De "Raving Rose" à "Santal Greenery", en passant par "Fleur du Mal", Dries Van Noten lance dix fragrances. "Certaines sont vraiment surprenantes, un ‘kick in the face’, et c’est ça qui me plaît", déclare le créateur belge.
"Au début des années 90, je me souviens avoir pris le métro à Paris: tout le wagon sentait ‘Angel’ de Thierry Mugler, raconte Dries Van Noten. "Aujourd’hui, cela n’arriverait plus: le parfum est moins un signe extérieur de richesse qu’une manière de souligner sa personnalité."
Voilà pourquoi le créateur belge ne lance pas un, mais dix parfums. "Dès le départ, nous avons abordé ces fragrances comme une collection. Nous avons commencé par l’inspiration et, ensuite, nous avons élaboré quelques concepts de combinaisons olfactives. Après de nombreux tours de sélection, nous sommes arrivés à ces dix fragrances. Parfois, j’ai même repris des parfums qui avaient été éliminés, comme ‘Cannabis Patchouli’, un parfum distinctif qui combine deux extrêmes: le vert frais de la sauge et le boisé du patchouli. Je suis heureux d’avoir tenu bon."
Pas de passe-partout
Ce n’est pas la première fois que Dries Van Noten (dont la marque est détenue par le groupe de mode espagnol Puig depuis 2018) s’implique dans la parfumerie: en 2013, il avait confié la création de sa première fragrance au parfumeur Frédéric Malle, qui avait élaboré un jus très doux, légèrement boisé. C’était un parfum léger, passe-partout, qui flotte autour de soi comme un pashmina et ne suscite pas d’avis tranché.
Cette fois par contre, le créateur opère différemment: au lieu d’un seul parfum, il en lance dix en même temps. Et pour l’occasion, il a donné carte blanche à dix nez différents, qui devaient tous se concentrer sur une seule et grande source d’inspiration: son jardin. "J’ai invité tous les nez chez moi, car je rêvais de pouvoir capturer les senteurs de mon jardin", sourit Van Noten.
Bien que cela se soit déroulé il y a plus de deux ans, Louise Turner, célèbre nez britannique qui travaille à Paris pour le développeur de parfums suisse Givaudan, s’en souvient comme si c’était hier. "Une expérience fantastique", témoigne-t-elle, rayonnante. "Dries et son compagnon ont rénové et entretenu leur maison et leur jardin de façon magistrale. J’y ai retrouvé ce sentiment éclectique de l’amour du vintage, de l’art et de l’innovation qui caractérise ses collections de mode. Son univers est cohérent. Bien que nous ayons visité le jardin en octobre et que tout n’était pas en pleine floraison, nous nous sommes délectés de toutes les fleurs et plantes que nous avons pu trouver. Dries a une connaissance encyclopédique de la botanique et c’est en véritable guide-jardinier qu’il nous a pilotés au fil des différentes senteurs", poursuit celle qui s’est sentie particulièrement inspirée par la rose.
"La rose est d’ailleurs une fleur emblématique pour lui: une partie de son domaine est aménagé en roseraie.

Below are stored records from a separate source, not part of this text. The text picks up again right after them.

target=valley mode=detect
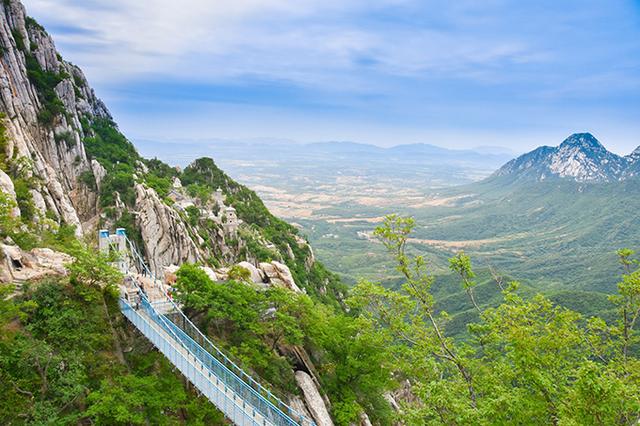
[141,135,640,293]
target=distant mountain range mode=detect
[493,133,640,182]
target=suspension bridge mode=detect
[98,228,315,426]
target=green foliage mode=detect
[24,16,46,33]
[144,173,171,198]
[11,30,27,53]
[0,113,9,172]
[87,374,187,425]
[24,51,65,126]
[176,264,391,425]
[13,178,36,221]
[185,206,200,227]
[349,215,640,425]
[83,118,140,173]
[176,264,301,391]
[0,191,22,238]
[229,265,251,282]
[0,256,224,425]
[54,130,76,148]
[186,183,217,204]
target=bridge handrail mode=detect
[119,235,315,426]
[120,298,262,424]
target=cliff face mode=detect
[0,0,111,234]
[0,0,339,301]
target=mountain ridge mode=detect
[489,133,640,183]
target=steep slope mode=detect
[0,0,344,424]
[0,1,110,234]
[0,0,339,300]
[623,146,640,179]
[494,133,629,182]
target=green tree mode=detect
[349,216,640,425]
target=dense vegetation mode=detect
[177,264,391,425]
[0,226,224,425]
[170,216,640,425]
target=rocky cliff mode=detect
[0,0,111,235]
[0,0,337,304]
[0,0,350,424]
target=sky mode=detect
[23,0,640,154]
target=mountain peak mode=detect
[496,133,635,182]
[559,133,606,150]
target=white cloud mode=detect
[25,0,533,89]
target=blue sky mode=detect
[24,0,640,153]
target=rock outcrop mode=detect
[135,184,201,272]
[0,244,73,283]
[0,0,111,235]
[295,371,333,426]
[258,260,302,293]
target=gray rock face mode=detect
[258,260,302,293]
[295,371,333,426]
[135,184,200,276]
[0,244,73,283]
[0,0,110,235]
[0,170,20,217]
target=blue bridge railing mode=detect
[100,230,315,426]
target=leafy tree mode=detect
[349,215,640,425]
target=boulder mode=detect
[164,265,180,285]
[258,260,302,293]
[135,184,201,271]
[0,244,73,283]
[0,170,20,217]
[289,395,313,425]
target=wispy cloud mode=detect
[23,0,640,153]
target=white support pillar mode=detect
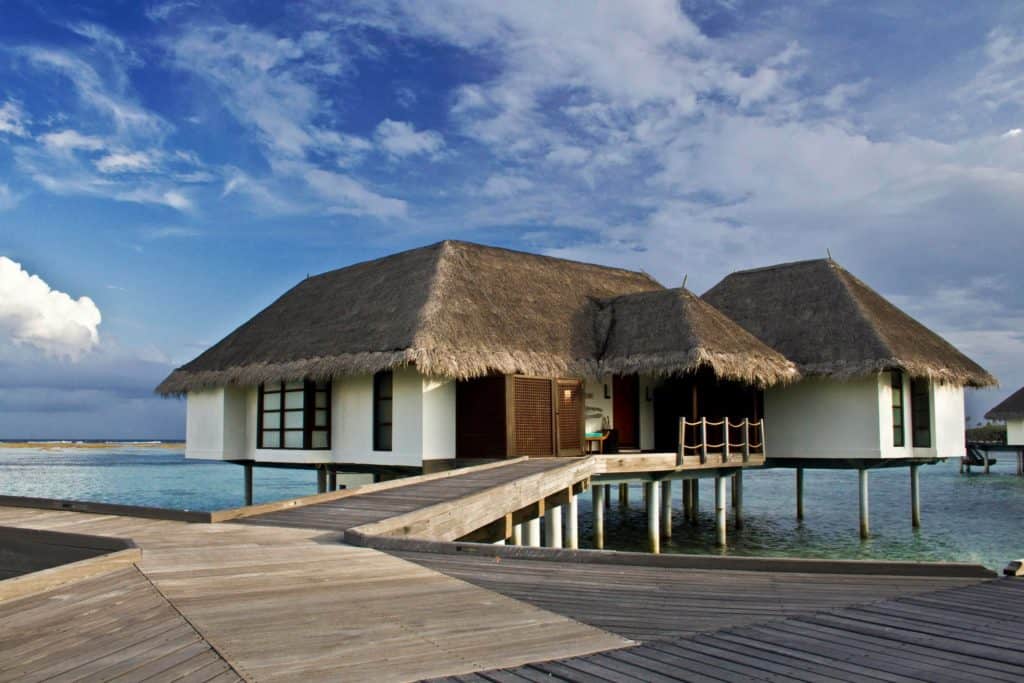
[910,465,921,528]
[544,505,562,548]
[242,463,253,505]
[565,488,580,550]
[857,468,871,539]
[643,481,662,554]
[523,517,541,548]
[715,474,728,548]
[797,467,804,520]
[592,484,608,550]
[732,469,743,529]
[662,479,672,539]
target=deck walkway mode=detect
[237,458,566,531]
[444,580,1024,683]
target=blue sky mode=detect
[0,0,1024,438]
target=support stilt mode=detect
[565,489,580,550]
[242,463,253,505]
[732,470,743,529]
[643,481,662,554]
[544,505,562,548]
[715,475,726,548]
[857,469,871,539]
[662,479,672,539]
[910,465,921,528]
[524,517,541,548]
[797,467,804,520]
[592,484,608,550]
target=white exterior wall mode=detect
[185,369,455,467]
[765,377,891,459]
[933,384,967,458]
[765,373,966,459]
[1007,418,1024,445]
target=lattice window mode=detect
[512,377,555,457]
[558,382,583,453]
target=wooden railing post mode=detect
[743,418,751,463]
[700,418,708,465]
[676,418,686,467]
[722,417,729,465]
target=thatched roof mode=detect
[703,259,996,387]
[157,242,662,394]
[985,388,1024,420]
[601,289,798,385]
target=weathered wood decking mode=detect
[436,580,1024,683]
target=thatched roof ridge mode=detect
[157,241,662,394]
[703,259,996,387]
[600,289,799,386]
[985,387,1024,420]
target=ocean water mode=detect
[0,444,1024,569]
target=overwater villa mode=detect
[158,241,994,547]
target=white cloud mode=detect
[480,175,534,199]
[0,256,101,359]
[375,119,444,157]
[96,152,156,173]
[39,129,106,152]
[0,100,29,137]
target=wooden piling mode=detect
[715,474,726,548]
[797,467,804,520]
[732,470,743,529]
[565,487,580,550]
[525,517,541,548]
[857,468,871,539]
[643,481,662,555]
[910,465,921,528]
[544,505,562,548]
[242,463,253,505]
[662,479,672,539]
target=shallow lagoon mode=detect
[0,444,1024,569]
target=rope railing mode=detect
[677,417,765,465]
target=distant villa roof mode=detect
[703,259,996,387]
[985,387,1024,420]
[157,241,796,394]
[601,289,799,384]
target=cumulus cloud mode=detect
[0,256,101,359]
[376,119,444,157]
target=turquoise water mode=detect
[0,445,1024,569]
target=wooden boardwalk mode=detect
[444,580,1024,683]
[0,508,631,681]
[393,552,979,641]
[237,458,566,531]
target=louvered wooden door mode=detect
[512,377,555,458]
[556,380,584,456]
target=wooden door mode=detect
[510,376,556,458]
[611,375,640,449]
[556,380,584,456]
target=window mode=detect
[890,370,906,447]
[910,380,932,449]
[374,370,394,451]
[256,382,331,451]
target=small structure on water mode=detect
[703,258,996,536]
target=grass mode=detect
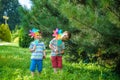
[0,44,120,80]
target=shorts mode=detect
[51,56,62,68]
[30,59,42,72]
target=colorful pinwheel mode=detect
[29,28,40,38]
[52,28,63,46]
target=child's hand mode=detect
[30,45,36,52]
[43,55,46,59]
[54,49,58,54]
[33,45,36,51]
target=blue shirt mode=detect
[29,41,45,60]
[50,38,65,56]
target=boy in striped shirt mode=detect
[29,33,46,76]
[49,31,71,73]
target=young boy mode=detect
[49,31,71,73]
[29,32,46,76]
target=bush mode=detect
[0,24,11,42]
[19,28,33,48]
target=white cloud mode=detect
[18,0,32,9]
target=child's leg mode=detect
[37,60,43,75]
[31,72,35,77]
[57,56,62,72]
[51,56,57,73]
[30,60,36,76]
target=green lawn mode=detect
[0,45,120,80]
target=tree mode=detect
[0,0,20,30]
[0,24,11,42]
[20,0,69,47]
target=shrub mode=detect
[19,28,33,48]
[0,24,11,42]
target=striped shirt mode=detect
[29,41,45,60]
[50,38,65,56]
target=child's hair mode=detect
[64,31,71,39]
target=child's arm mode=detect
[49,44,55,51]
[49,44,58,53]
[30,45,36,52]
[60,49,64,54]
[43,50,46,58]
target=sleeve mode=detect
[49,39,53,45]
[29,43,34,49]
[62,42,65,49]
[43,43,46,50]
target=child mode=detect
[29,30,46,76]
[49,31,71,73]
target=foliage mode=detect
[0,45,120,80]
[20,0,120,74]
[0,0,20,30]
[0,24,11,42]
[19,28,32,48]
[20,0,69,47]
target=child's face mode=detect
[35,34,42,39]
[62,32,69,41]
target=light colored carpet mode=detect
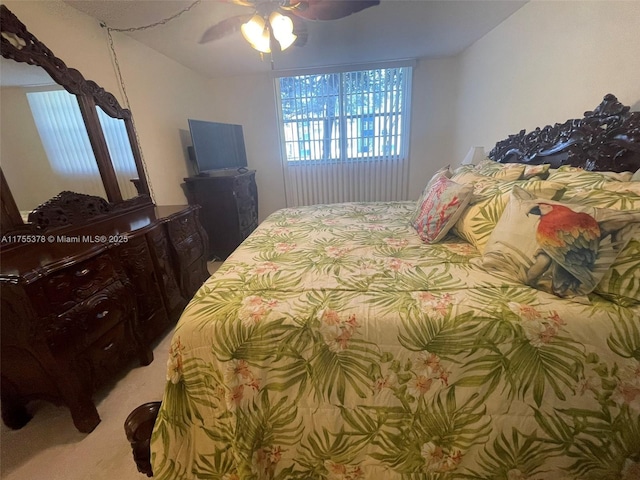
[0,262,220,480]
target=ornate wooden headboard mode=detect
[489,94,640,172]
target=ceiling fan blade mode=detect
[292,13,309,47]
[222,0,256,8]
[198,13,253,43]
[290,0,380,20]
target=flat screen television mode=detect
[189,118,247,175]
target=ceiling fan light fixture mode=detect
[240,13,271,53]
[269,12,297,50]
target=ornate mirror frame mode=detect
[0,5,152,233]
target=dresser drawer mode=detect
[40,253,118,315]
[78,323,136,391]
[167,212,197,244]
[174,233,205,265]
[45,281,136,354]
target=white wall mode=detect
[6,0,640,219]
[454,0,640,162]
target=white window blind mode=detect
[277,66,412,206]
[97,107,138,198]
[27,90,100,176]
[27,90,138,198]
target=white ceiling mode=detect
[65,0,527,77]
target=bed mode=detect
[151,95,640,480]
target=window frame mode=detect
[273,60,416,167]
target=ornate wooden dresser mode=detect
[184,170,258,259]
[0,192,208,432]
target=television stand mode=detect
[184,169,258,260]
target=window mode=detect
[26,89,138,198]
[277,67,411,164]
[27,90,99,177]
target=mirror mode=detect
[0,5,152,233]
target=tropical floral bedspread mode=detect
[151,202,640,480]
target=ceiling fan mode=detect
[200,0,380,53]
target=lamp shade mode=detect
[240,14,271,53]
[462,147,487,165]
[269,12,297,50]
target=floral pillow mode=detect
[409,165,452,225]
[481,187,640,298]
[413,176,473,243]
[522,163,551,180]
[452,174,565,252]
[547,165,631,188]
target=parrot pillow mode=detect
[481,187,640,298]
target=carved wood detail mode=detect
[0,5,131,119]
[0,205,206,432]
[489,94,640,172]
[29,191,113,229]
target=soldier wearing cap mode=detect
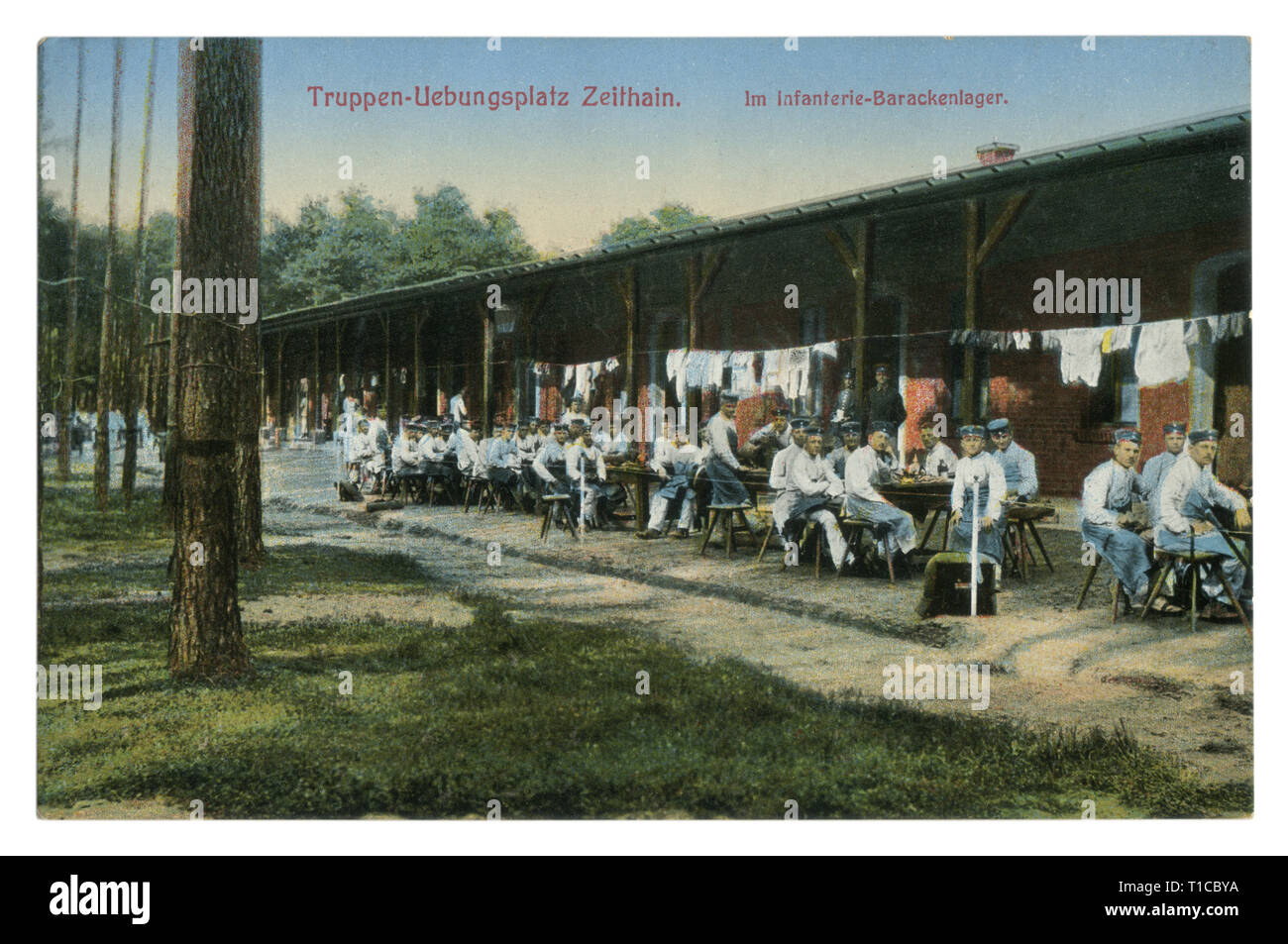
[1140,422,1185,527]
[774,426,847,574]
[564,426,608,525]
[1082,429,1175,610]
[845,422,917,564]
[910,416,957,479]
[532,422,568,494]
[769,416,810,490]
[866,364,909,433]
[988,420,1038,501]
[948,426,1006,564]
[559,394,590,433]
[1154,429,1252,619]
[705,390,751,506]
[636,429,702,538]
[827,420,863,479]
[743,407,793,468]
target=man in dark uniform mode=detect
[864,364,909,439]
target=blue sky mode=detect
[42,36,1250,253]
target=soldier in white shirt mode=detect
[909,417,957,479]
[1154,429,1252,619]
[845,420,917,555]
[564,426,608,525]
[948,426,1006,564]
[1082,429,1167,612]
[636,432,702,538]
[774,426,849,574]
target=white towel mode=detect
[1136,319,1190,386]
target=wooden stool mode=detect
[836,518,894,586]
[538,494,581,541]
[1074,551,1143,623]
[1142,548,1252,636]
[698,505,755,558]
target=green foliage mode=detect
[599,203,711,248]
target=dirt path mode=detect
[248,448,1253,782]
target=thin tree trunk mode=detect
[94,40,125,511]
[58,40,85,483]
[170,38,261,678]
[121,40,161,506]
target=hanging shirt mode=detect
[993,442,1038,501]
[1158,454,1248,535]
[1082,459,1142,528]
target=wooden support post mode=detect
[480,301,496,439]
[824,216,872,416]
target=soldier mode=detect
[948,426,1006,564]
[867,364,909,433]
[984,420,1038,501]
[705,391,751,507]
[738,407,793,469]
[827,420,863,479]
[532,422,568,494]
[845,424,917,564]
[769,416,808,490]
[1154,429,1252,619]
[1140,422,1185,528]
[564,426,608,527]
[774,426,850,574]
[559,394,590,435]
[636,432,702,540]
[1082,429,1176,612]
[909,416,957,479]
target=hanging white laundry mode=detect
[760,351,783,393]
[1109,325,1136,353]
[780,347,810,399]
[1042,329,1105,386]
[707,351,729,389]
[729,351,756,396]
[1136,319,1190,386]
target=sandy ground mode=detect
[248,447,1252,782]
[46,446,1253,787]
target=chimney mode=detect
[975,138,1020,167]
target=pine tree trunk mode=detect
[121,40,160,506]
[170,39,261,678]
[58,40,85,483]
[94,40,125,511]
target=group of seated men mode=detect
[376,403,626,527]
[1082,422,1252,619]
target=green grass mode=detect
[39,602,1252,818]
[38,481,1252,819]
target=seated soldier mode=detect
[769,416,810,490]
[636,430,702,538]
[456,424,486,479]
[564,426,609,527]
[486,424,522,497]
[738,407,793,469]
[1082,429,1177,613]
[948,426,1006,579]
[909,416,957,479]
[393,422,429,489]
[1154,429,1252,619]
[827,420,863,479]
[984,420,1038,501]
[774,426,850,574]
[845,420,917,564]
[1140,422,1185,528]
[532,422,570,494]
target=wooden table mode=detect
[877,477,953,554]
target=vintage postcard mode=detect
[35,36,1254,820]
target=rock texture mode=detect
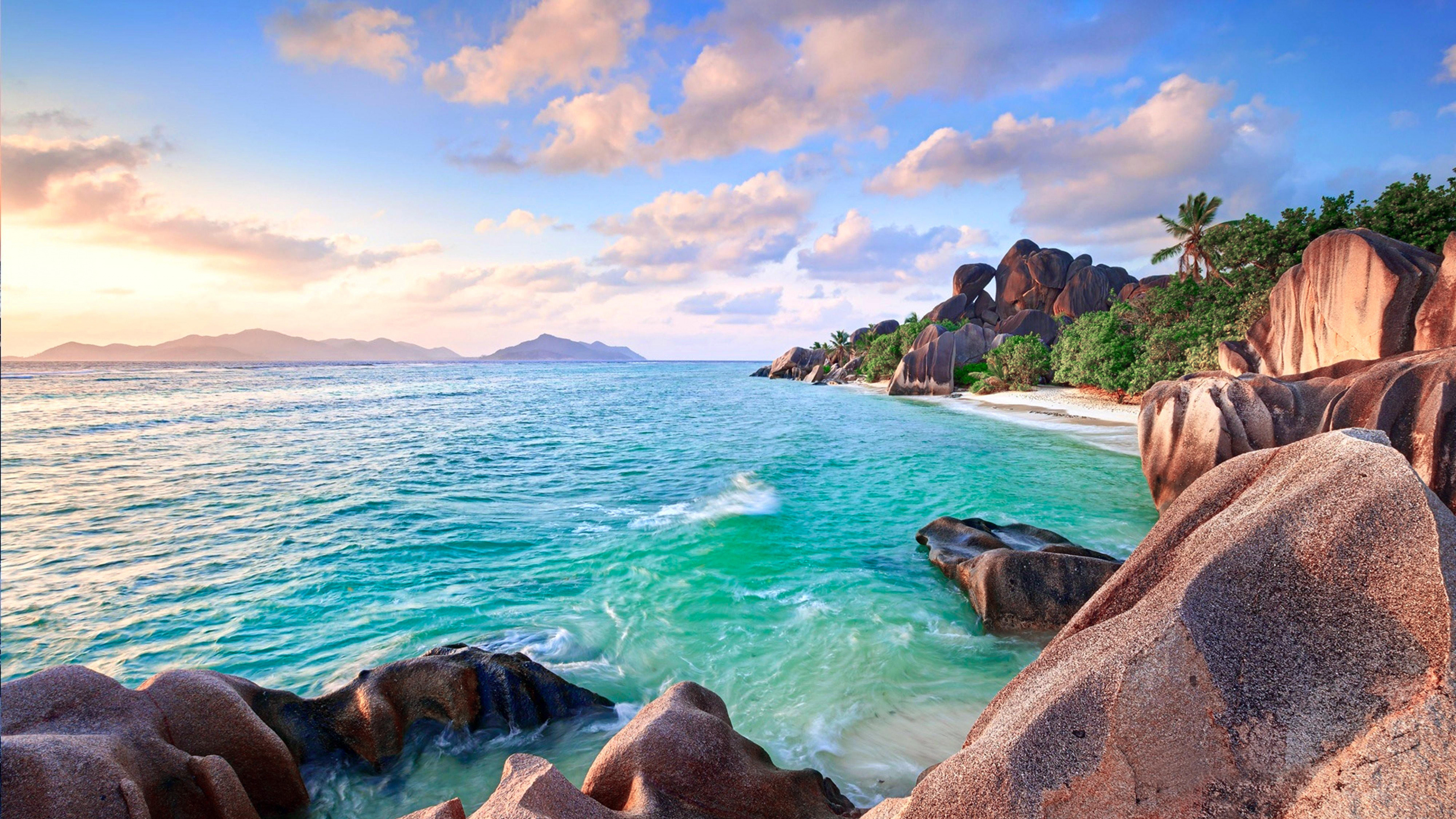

Au début, travailler avec la rose me paraissait trop évident, mais c’est précisément pour cette raison que j’ai voulu le surprendre en créant une fragrance de rose." Pour Dries Van Noten, elle a ainsi créé "Raving Rose", pour lequel elle a utilisé de l’eau de rose recyclée qu’elle a tonifiée avec du poivre rose et noir, du patchouli et des extraits boisés. "C’est une rose inattendue", conclut-elle.
Carte blanche
On doit notamment à Louise Turner "Lazy Sunday Morning", le parfum de la maison de mode Maison Margiela. "À mes débuts, il y a trente ans déjà, ma famille en Grande-Bretagne croyait qu’un parfumeur était quelqu’un qui vendait des parfums! (rires) En fait, je me destinais à une carrière médicale et j’ai étudié la dentisterie. Lorsque j’ai réalisé que ce n’était pas une option pour moi et que je préférais me consacrer aux sciences de l’environnement, je suis allée postuler chez Givaudan afin de m’occuper utilement en attendant de pouvoir m’inscrire. Le travail des parfumeurs m’a passionné, je suis restée et le reste appartient à l’histoire."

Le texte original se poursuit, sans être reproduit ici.